Die Antragstellerin trägt die Kosten des Berufungsverfahrens und beschlossen:
Der Streitwert wird auch für das Berufungsverfahren auf € 250.000.- festgesetzt.
Tatbestand:
Die Antragstellerin und das Unternehmen e., um deren Geschäftsführer es sich bei den Antragsgegnern handelt, sind Wettbewerber im Handel mit Elektroartikeln. e. wickelt ihr Geschäft ganz überwiegend oder ausschließlich über das Internet ab.
Am 03.12.2001 war auf einer Internet-Seite dieses Unternehmens folgende Pressemeldung veröffentlicht:
"E., der Aschaffenburger Internet-Shop für Unterhaltungselektronik, Car HiFi und Navigationssysteme, Haushaltsgeräte und Telekommunikations-Einrichtungen unterstützt ab sofort die UNICEF-Aktion "Bringt die Kinder durch den Winter". Für jeden eingehenden Auftrag wird das Unternehmen in den nächsten Monaten einen festen Betrag an die internationale Hilfsorganisation überweisen.
Die im Oktober ins Leben gerufene Aktion wird in Deutschland u.a. von Ministerpräsidentin Heide S, dem Literaturnobelpreisträger Günter G und der UNICEF-Botschafterin Sabine Ch unterstützt. "Es ist unerträglich, wie in Afghanistan ein ganzes Volk Opfer politischer und fanatischer Gewalt geworden ist. Gemeinsam mit UNICEF rufen wird deshalb in Deutschland zur Hilfe auf", sagte Heide S zum Start der Aktion.

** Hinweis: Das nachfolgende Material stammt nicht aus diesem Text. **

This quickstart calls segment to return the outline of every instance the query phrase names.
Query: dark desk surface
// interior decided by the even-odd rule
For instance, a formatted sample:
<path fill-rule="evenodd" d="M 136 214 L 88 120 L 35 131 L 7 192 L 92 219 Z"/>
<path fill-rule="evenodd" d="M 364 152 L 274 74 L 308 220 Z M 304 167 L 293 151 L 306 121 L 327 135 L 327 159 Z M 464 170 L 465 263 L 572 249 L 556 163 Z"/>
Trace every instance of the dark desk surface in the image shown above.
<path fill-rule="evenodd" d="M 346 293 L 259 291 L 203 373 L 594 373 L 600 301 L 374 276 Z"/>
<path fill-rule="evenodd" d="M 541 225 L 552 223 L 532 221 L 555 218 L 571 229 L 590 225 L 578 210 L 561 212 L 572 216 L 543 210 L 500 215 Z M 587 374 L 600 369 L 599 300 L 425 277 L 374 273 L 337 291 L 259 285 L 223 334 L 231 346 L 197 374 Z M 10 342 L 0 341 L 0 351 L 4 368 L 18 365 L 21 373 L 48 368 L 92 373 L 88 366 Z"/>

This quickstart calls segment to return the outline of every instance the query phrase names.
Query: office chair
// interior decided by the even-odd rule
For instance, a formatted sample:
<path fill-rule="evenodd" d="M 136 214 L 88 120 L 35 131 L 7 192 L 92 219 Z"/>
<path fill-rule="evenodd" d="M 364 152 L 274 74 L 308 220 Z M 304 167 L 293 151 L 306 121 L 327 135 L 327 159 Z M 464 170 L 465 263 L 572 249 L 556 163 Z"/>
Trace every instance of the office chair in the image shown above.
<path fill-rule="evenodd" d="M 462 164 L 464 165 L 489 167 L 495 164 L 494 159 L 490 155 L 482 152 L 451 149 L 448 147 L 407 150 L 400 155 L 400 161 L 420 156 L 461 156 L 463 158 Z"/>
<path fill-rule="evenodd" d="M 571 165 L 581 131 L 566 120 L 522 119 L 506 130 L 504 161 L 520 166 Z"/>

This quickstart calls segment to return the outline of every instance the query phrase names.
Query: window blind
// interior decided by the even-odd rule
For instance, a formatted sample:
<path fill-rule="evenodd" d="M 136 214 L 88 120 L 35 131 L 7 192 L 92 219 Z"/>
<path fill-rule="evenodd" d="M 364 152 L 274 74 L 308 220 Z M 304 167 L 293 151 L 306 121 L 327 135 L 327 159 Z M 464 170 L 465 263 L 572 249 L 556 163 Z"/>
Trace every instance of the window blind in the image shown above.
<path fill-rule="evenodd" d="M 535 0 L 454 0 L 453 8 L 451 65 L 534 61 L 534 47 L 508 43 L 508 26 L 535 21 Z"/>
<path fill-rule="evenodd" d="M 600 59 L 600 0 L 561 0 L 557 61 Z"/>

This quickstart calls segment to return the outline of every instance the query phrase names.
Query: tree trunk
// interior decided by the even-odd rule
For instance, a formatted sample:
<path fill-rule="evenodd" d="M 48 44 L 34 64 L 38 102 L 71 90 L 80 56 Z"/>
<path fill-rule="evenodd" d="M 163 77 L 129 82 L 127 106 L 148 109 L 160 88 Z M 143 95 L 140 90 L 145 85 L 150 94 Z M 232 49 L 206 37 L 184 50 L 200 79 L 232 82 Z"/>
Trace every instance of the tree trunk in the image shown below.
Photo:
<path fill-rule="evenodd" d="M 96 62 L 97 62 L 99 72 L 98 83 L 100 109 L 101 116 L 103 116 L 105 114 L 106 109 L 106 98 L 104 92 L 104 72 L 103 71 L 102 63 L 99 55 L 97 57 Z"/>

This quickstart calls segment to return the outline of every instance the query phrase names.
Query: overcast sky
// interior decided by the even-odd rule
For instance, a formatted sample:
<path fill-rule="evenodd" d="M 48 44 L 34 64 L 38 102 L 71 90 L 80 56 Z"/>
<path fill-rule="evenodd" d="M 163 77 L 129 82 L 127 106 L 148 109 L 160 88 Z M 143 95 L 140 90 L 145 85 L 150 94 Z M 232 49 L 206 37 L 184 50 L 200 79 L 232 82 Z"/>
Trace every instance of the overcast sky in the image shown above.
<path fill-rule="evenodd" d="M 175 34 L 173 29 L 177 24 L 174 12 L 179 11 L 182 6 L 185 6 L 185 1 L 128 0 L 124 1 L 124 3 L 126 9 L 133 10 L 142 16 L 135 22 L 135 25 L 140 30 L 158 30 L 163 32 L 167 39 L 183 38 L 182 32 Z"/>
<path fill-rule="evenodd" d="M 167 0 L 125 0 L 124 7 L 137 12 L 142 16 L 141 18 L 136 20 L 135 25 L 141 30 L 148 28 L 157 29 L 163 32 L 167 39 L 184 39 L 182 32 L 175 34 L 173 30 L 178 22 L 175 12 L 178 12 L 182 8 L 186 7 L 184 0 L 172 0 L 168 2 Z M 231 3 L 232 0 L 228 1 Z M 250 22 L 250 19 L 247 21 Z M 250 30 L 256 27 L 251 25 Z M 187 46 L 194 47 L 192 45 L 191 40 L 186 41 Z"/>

"Wir wollen mit unserer Aktion UNICEF in ihren Bemühungen unterstützen, die Versorgung vor allem der Kinder zu sichern, die besonders unter den derzeit herrschenden Bedingungen zu leiden haben", begründet e. Geschäftsführer L.K. die Initiative seines Hauses, die zunächst bei zum Frühjahr nächsten Jahres geplant ist.
e. wird außerdem auf seiner Homepage das UNICEF-Logo mit einem ausführlichen Hinweis auf die Aktion platzieren."
Diese Darstellung beanstandet die Antragstellerin als wettbewerbswidrig.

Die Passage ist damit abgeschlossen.